The view expressed in the OECD-MK that Articles 7 and 13 of the OECD-MA[151] always lead to the same results is incorrect and has already been refuted by the decisions of the BFH in 1973[152] and 1989[153]. In both decisions, the profit on the sale of a shareholding in a limited liability company was reduced by type. 13 OECD-MA (Art. 10 DBA-India) and the profit or Loss on depreciation on share capital participation as current profit by type. 7 OECD-MA (Art. 3 DBA-India). In doing so, Article 10 of the DTA‐India assigned to the local state (India) and Art. 3 DBA-India grants the right of taxation to the State of residence (Germany).
It is true, however, that both articles are coordinated in such a way that one article is always used in divestment operations and this then excludes the application of the other article.[154] This excludes both double and no-time taxation.
The profit from the sale of seagoing vessels and aircraft operated in international traffic shall be determined by type. 13 para 3 OECD-MA assigned to the parent company of the taxpayer.
Art. 5. 13, par. 4, OECD-MA: Shares in real estate corporations
Art. 13 para. 4 OECD-MA ensures equal treatment of real estate held directly and indirectly through a corporation.

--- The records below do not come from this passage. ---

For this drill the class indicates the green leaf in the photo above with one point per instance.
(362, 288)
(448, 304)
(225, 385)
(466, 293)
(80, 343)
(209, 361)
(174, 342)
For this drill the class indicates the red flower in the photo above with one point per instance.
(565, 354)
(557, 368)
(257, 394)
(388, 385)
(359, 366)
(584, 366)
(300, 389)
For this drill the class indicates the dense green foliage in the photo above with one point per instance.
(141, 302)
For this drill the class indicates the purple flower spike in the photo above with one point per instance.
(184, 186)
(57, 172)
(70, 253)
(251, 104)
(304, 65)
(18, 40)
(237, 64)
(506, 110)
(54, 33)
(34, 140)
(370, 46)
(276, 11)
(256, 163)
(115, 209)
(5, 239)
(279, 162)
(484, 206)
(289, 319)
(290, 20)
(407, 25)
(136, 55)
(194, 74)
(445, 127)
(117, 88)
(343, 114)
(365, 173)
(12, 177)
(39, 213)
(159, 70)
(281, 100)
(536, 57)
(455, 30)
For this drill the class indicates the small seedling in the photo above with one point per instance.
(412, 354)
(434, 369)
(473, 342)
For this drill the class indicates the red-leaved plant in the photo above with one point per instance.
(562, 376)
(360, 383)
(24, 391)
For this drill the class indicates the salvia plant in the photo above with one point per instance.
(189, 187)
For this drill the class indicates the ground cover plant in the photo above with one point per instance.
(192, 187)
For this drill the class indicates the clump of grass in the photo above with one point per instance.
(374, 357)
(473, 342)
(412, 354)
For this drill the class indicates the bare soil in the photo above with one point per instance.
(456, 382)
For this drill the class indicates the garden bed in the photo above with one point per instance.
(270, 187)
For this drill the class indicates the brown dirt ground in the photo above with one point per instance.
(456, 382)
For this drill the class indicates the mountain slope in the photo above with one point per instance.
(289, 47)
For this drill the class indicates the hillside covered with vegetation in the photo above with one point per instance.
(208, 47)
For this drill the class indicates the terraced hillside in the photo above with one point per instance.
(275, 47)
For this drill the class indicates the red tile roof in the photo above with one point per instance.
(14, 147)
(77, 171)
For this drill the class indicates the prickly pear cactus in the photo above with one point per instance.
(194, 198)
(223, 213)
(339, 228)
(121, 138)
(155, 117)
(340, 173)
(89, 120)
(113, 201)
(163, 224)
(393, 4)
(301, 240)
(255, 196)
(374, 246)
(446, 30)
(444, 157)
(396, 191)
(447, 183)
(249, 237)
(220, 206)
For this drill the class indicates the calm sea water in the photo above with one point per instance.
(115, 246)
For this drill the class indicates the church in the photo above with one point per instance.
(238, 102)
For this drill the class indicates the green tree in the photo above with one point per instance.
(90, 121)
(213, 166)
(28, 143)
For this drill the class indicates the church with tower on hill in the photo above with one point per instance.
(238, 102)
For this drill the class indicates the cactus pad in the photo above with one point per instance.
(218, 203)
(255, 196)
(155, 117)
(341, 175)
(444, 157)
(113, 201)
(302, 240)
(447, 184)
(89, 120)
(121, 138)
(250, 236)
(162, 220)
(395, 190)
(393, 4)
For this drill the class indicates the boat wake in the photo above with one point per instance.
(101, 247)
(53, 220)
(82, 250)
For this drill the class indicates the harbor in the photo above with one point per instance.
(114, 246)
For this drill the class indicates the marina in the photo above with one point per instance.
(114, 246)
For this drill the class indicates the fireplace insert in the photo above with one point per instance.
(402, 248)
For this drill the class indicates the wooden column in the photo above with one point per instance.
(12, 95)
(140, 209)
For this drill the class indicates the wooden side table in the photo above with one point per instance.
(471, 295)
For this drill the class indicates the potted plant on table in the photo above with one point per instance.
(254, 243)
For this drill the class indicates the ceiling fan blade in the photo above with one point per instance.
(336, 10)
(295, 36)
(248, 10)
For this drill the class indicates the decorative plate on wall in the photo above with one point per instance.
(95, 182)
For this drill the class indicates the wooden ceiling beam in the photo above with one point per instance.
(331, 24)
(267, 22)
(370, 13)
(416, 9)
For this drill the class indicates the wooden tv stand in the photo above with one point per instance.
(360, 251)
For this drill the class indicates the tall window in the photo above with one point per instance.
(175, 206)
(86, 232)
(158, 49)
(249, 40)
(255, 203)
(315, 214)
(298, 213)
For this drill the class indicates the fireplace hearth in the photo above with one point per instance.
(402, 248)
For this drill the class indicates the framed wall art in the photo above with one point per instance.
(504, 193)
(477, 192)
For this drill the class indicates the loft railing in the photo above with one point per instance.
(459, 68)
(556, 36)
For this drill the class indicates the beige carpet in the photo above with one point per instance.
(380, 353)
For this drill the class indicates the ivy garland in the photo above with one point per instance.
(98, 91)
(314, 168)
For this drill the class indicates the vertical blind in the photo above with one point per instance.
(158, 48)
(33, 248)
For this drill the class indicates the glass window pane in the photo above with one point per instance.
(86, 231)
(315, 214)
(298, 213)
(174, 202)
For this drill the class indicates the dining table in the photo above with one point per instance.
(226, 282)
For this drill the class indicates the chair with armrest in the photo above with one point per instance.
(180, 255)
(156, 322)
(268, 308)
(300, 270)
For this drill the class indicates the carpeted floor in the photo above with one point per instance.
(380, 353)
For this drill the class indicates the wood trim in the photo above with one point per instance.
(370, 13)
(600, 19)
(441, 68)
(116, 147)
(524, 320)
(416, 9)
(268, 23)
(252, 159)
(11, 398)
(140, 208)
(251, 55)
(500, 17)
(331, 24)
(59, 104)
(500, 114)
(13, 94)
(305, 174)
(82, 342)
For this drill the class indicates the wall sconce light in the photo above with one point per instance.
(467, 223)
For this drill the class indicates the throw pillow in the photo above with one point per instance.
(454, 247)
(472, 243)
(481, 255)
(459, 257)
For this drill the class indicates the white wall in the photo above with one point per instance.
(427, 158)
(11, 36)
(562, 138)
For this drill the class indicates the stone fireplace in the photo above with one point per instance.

For this purpose, the right to tax shares in corporations whose assets consist of more than 50 percent of real estate in a contracting state is assigned to the local state. [155]
Art. 6. 13 para 5 OECD-MA: Other assets
This is a set of cases not mentioned in paragraphs 1 to 4. Accordingly, if property is disposed of which is not already allocated to a Contracting State under paragraphs 1 to 4, the profit from the disposal of that other property shall be due to the State of residence.
In private assets, this paragraph is particularly relevant for investments in corporations. In business assets, all those assets are allocated to the parent company in the country of residence by way of paragraph 5 and thus the taxation right thereto which is not attributable to a foreign permanent establishment by way of paragraph 2.
This article does not replace tax or legal advice in an individual case. Facts, current law, jurisdiction, documentation and implementation remain decisive.